Artificial intelligence stands at a fascinating crossroads. The last five years have been dominated by the meteoric rise of large language models (LLMs) — systems like GPT, Claude, Gemini, and LLaMA that can write essays, code software, and converse with startling fluency. They have reshaped industries, challenged creative work, and sparked a global conversation about the future of intelligence.
But beneath this excitement, a growing number of researchers are asking whether this text-driven approach represents the endgame of AI — or just another phase. Among the most compelling critics is Richard Sutton, a Turing Award–winning computer scientist widely regarded as the father of reinforcement learning (RL). Sutton has spent decades exploring what it truly means for a machine to be intelligent, and his conclusion is provocative: LLMs might be an impressive detour, not a destination.
Sutton argues that the next great leap in AI will come not from larger datasets or more parameters, but from experience-based learning — systems that interact with the world, learn from their own actions, and pursue goals.
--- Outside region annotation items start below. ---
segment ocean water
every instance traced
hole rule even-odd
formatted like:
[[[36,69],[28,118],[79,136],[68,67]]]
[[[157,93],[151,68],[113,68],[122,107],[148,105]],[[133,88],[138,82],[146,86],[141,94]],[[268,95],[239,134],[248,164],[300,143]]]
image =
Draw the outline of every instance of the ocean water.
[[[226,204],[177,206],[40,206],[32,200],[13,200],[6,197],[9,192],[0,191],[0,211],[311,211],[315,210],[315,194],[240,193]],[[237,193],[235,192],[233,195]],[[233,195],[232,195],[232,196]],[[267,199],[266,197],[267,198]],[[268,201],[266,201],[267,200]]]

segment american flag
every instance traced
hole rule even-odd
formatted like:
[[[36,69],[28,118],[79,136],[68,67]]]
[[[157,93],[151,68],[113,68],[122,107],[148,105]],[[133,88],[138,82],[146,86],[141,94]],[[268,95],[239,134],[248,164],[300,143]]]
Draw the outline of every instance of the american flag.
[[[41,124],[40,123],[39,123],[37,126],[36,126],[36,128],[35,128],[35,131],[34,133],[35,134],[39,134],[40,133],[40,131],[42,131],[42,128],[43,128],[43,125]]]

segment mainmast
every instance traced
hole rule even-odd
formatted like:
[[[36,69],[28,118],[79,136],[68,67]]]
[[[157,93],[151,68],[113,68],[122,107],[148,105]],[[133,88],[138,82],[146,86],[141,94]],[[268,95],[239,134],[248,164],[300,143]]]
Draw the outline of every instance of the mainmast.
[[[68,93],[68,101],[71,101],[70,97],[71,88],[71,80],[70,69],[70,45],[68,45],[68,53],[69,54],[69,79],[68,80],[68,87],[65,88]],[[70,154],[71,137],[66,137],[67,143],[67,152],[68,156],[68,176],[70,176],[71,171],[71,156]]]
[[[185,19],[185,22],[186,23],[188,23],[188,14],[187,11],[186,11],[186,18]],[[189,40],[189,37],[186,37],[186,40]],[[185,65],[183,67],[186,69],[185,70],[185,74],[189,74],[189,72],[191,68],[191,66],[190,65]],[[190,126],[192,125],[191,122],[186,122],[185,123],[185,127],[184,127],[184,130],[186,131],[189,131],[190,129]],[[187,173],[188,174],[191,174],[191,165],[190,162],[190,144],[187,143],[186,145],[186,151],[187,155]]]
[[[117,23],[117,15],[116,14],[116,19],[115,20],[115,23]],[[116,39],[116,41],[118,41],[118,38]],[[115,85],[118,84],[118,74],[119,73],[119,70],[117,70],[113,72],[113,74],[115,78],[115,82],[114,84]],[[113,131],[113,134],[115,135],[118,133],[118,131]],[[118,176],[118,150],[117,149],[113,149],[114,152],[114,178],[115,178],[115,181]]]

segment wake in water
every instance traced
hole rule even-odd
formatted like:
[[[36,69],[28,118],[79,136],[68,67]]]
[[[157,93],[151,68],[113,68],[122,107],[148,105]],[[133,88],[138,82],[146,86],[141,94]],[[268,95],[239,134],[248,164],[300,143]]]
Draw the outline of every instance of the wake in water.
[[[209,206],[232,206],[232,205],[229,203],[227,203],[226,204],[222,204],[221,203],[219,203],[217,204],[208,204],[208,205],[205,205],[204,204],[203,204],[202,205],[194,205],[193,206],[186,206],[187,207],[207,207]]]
In other words, the future of AI may depend less on how well machines mimic human speech, and more on how well they understand and act within their environment.
From Mimicry to Understanding: Two Competing Paradigms
At the heart of this debate lies a philosophical split about what intelligence really is. LLMs, by design, learn to predict the next word in a vast corpus of human text. Their brilliance lies in imitation: they distill trillions of human experiences into statistical patterns of language. The result is an uncanny ability to respond in ways that sound informed, coherent, and often insightful.
Reinforcement learning, on the other hand, starts from a very different premise. Instead of trying to mirror human behavior, it focuses on trial and error — letting agents act, make mistakes, and improve based on feedback from their environment. This framework underpins breakthroughs such as AlphaGo, AlphaZero, and MuZero, where AI systems mastered complex games not by reading rulebooks or examples, but by playing millions of times and learning from their outcomes.
Sutton’s central critique is that LLMs, for all their linguistic sophistication, lack genuine understanding of the world they describe. They don’t test hypotheses, adapt based on consequences, or experience success and failure. Their “world model” is secondhand — learned from people who already possess one.
Intelligence, in the reinforcement learning sense, requires goals, actions, and rewards. Without a clear definition of success or failure, Sutton argues, systems can only ever simulate intelligence, not achieve it.
The Missing Ingredient: Goals and Ground Truth
Every intelligent organism — from a squirrel to a human — learns through feedback. The basic loop of perception, action, and consequence defines how animals and humans navigate their environment. When a squirrel learns to find nuts or a child learns to walk, they are constantly evaluating the results of their actions and adjusting accordingly.
LLMs, by contrast, have no intrinsic notion of success. Their objective — predicting the next token correctly — is purely syntactic. They never interact with the physical or digital world in a way that produces meaningful outcomes. There’s no “right” answer in most conversations, no external feedback loop that rewards or penalizes their behavior.
This absence of a goal-driven feedback system is what Sutton sees as a fundamental limitation. Without goals, there’s no sense of better or worse, right or wrong — and thus, no real intelligence. “Prediction of text” is not equivalent to “prediction of reality.”
Reinforcement learning systems, however, are built around objective functions. Whether the goal is winning a game, maximizing profit, or reducing error, an RL agent has a clear definition of success. It can act, observe the results, and continually refine its understanding. This continual adaptation — learning not from data but from experience — is what Sutton calls the essence of intelligence.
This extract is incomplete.